Ao voltar alguns filmes do MCU, é perceptível o quanto as personagens femininas só existem em função de prestar auxílio aos heróis. O feminismo transposto por elas é frágil, líquido e irreal. Um dos poucos produtos que foge desse estereótipo tem a mente feminina arquitetando o longa e é um filme de despedida. Tal qual este. Um adeus difícil para personagens que mereciam uma abordagem melhor.

Wanda é tão poderosa ao ponto de apenas ela ser capaz de se destruir. E o faz por amor aos seus filhos, coisa que só a imagem romantizada acerca da maternidade possibilita existir. Provando a máxima do mito da mulher-mãe: sua identidade é definida pela maternidade e por esta é punida constantemente.
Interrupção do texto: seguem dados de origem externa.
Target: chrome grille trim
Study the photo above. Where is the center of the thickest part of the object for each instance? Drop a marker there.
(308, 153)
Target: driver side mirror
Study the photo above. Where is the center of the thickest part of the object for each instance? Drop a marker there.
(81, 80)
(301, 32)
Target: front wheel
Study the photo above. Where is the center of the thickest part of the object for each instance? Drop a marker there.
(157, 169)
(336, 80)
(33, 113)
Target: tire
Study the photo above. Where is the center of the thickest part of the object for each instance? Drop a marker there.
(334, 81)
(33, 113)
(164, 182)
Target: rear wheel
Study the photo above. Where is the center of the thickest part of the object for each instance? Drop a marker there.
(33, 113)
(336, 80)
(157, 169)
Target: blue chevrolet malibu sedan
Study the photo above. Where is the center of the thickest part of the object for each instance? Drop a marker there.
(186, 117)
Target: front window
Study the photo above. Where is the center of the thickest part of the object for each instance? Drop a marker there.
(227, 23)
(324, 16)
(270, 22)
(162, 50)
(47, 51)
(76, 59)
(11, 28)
Existe um contraponto a tudo isso?

Um tema pouco relevante para o olhar tradicional é a maternidade fora da significação masculina, ou seja, uma maternidade que fuja da sensibilização e do romantismo de que ser mãe é a melhor coisa do mundo. É preciso incursões que mostrem que mulheres que são mães também trabalham, vivem tórridos romances, arranjam brigas por questões ambiciosas e tem outras mil e uma características.

Quero assistir filmes que mostram mulheres tridimensionais com conflitos reais. Mulheres que tem vida antes dos filhos e que permanecem tendo após seu nascimento. Quero poder assistir uma anti-heroína que tem questões para além de sua identidade materna. Mães que possam ter as mesmas oportunidades que os pais, que ao perderem os filhos se tornam justiceiros e não pessoas ensandecidas.

Talvez o que falte aos roteiristas do MCU seja um pouco de Elena Ferrante e suas mães complexas, que nos fazem odiá-las e, ao mesmo tempo, nutrir empatia e identificação. Sabe por que isso acontece? Porque são mulheres reais, multifacetadas e possuem vida antes e durante a maternidade. Quero ver na ficção mães heroínas, reais e tangíveis.